Третья подруга – самая красивая. Евгения, Женечка, цветочек, распустившийся среди болот. Непонятно, откуда такая и взялась, у нее была широкоплечая хмурая мать, минорная и сильная как ломовая лошадь, которая умела все на свете – и дров наколоть, и зайца подстрелить, освежевать и приготовить жаркое, и суп из лебеды и лесной мяты сварить, и шить, и прясть; только вот любить не умела. Отец ее и до войны любил приложиться к бутылке, а когда вернулся с фронта, с обрубками вместо ног и взглядом человека, которому больше ничего не страшно, но и ничего не нужно, запил пуще прежнего.
А у Женечки кожа белая, плечи полные и мягкие, губы как будто бы свекольным соком подведены, волосы пшеничные, она их ни разу в жизни не стригла, вот и отросла коса ниже пояса. И огромные серые глаза. Говорила Женечка тихо, да ей и не нужны были слова. Потому что она была как космос.
И вот в их семнадцатое лето, первое послевоенное лето, трудный серый год, Аксинья как-то сказала: мол, ждите меня ночью за старым сараем на краю деревни, встретимся там в полночь. Девчонки удивились: кто же гуляет по ночам, зачем. Да и родители не выпустят, потом позору будет. Но Аксинья и слышать ничего не желала: я буду ждать и точка. А не придете, пожалеете, потому что пропустите такое, что станет самым важным в вашей жизни.
«И в вашей смерти, – думала Марфа уже потом, через много лет, вспоминая тот день. – Самым важным в вашей жизни и в вашей смерти».
* * *
Соседка, старуха по имени Марфа – неожиданно прямая спина, неожиданно злые глаза для такого улыбчивого лица и такого молодого певучего голоса – оказалась из тех, кому не дает покоя чужое личное пространство. Чем меньше городок, тем больше таких людей – тех, которые закрытые двери воспринимают как нанесенную обиду. Люди-кошки.
Она явилась без четверти десять и застала семью новых соседей в прострации. Босая Рада в атласном халате, который смотрелся чужеродным элементом среди изъеденных древесными жучками стен, старых лавок, простенькой посуды со сколами. Всклокоченный Максим, не успевший побриться. Хмурая Яна, которая в глазах старухи наверняка была чем-то вроде чудища лесного – футболка с прорезями, наколки на руке, пирсинг и выражение лица – «если-будешь-смотреть-на-меня-слишком-долго-я-съем-твою-печень». На руках Рады сидел маленький Мишенька – единственный в семье он радовался новому дню, солнечным зайчикам и летающим жукам – и даже незваной гостье, Марфе, обрадовался. Потянул к ней пухлые ручонки, что-то закурлыкал на одном ему понятном языке.

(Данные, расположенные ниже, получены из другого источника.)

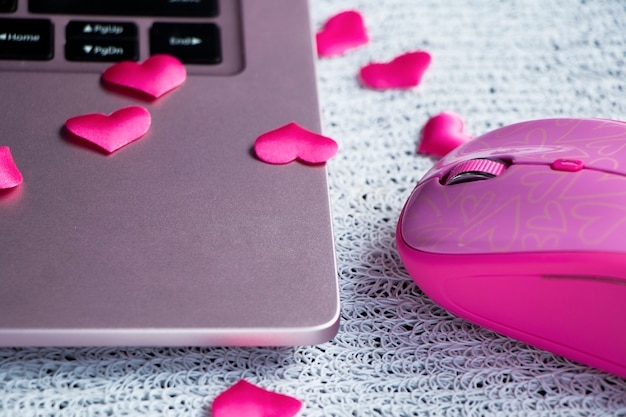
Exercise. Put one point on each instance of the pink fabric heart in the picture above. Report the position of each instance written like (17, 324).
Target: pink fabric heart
(10, 176)
(247, 400)
(291, 142)
(111, 132)
(341, 33)
(442, 133)
(155, 76)
(405, 71)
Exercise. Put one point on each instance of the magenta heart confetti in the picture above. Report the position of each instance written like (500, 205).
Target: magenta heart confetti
(247, 400)
(442, 133)
(341, 33)
(111, 132)
(10, 176)
(291, 142)
(155, 76)
(405, 71)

– А где же второй ваш сынок? – прищурилась старуха.
– Саша у нас болеет. Он редко выходит из комнаты, – лаконично объяснила Рада. Сашенька был ее заветной территорией, которую она как пес цепной охраняла от посторонних глаз. И чужой страх, и чужое сочувствие казались ей оскорбительными.
Старуха нависла над столом, вероятно, ожидая приглашение присоединиться к завтраку. Рада просто отвернулась – это было некрасиво, но бессонная ночь и мрачные мысли на время сделали ее бесчувственной. Ну и инстинкт самосохранения отчасти – прикормишь такую сплетницу, потом покоя не даст.
Однако старухе было плевать на политес – потоптавшись с минуту, она просто уселась без приглашения на один из свободных стульев. И Рада была вынуждена подвинуть ей чашку, плеснуть туда чай и буркнуть:
– У нас вот тут пирожные, вы угощайтесь.
– Не стесняйтесь, – с ухмылкой добавила Яна.
Старуха не обиделась. Хотя глаза у нее были злые и умные, как у старого пса – наверняка поняла все. Но видимо, у ее визита была какая-то цель, которая казалась ей намного важнее сохранения чувства собственного достоинства.
Без удовольствия надкусив пирожное, старуха сразу перешла к делу:
– Я видела, вы вчера на улицу ходили, лес наш слушали.
– Вы тоже это слышали? – оживилась Яна. – Как будто бы дети над лесом плачут.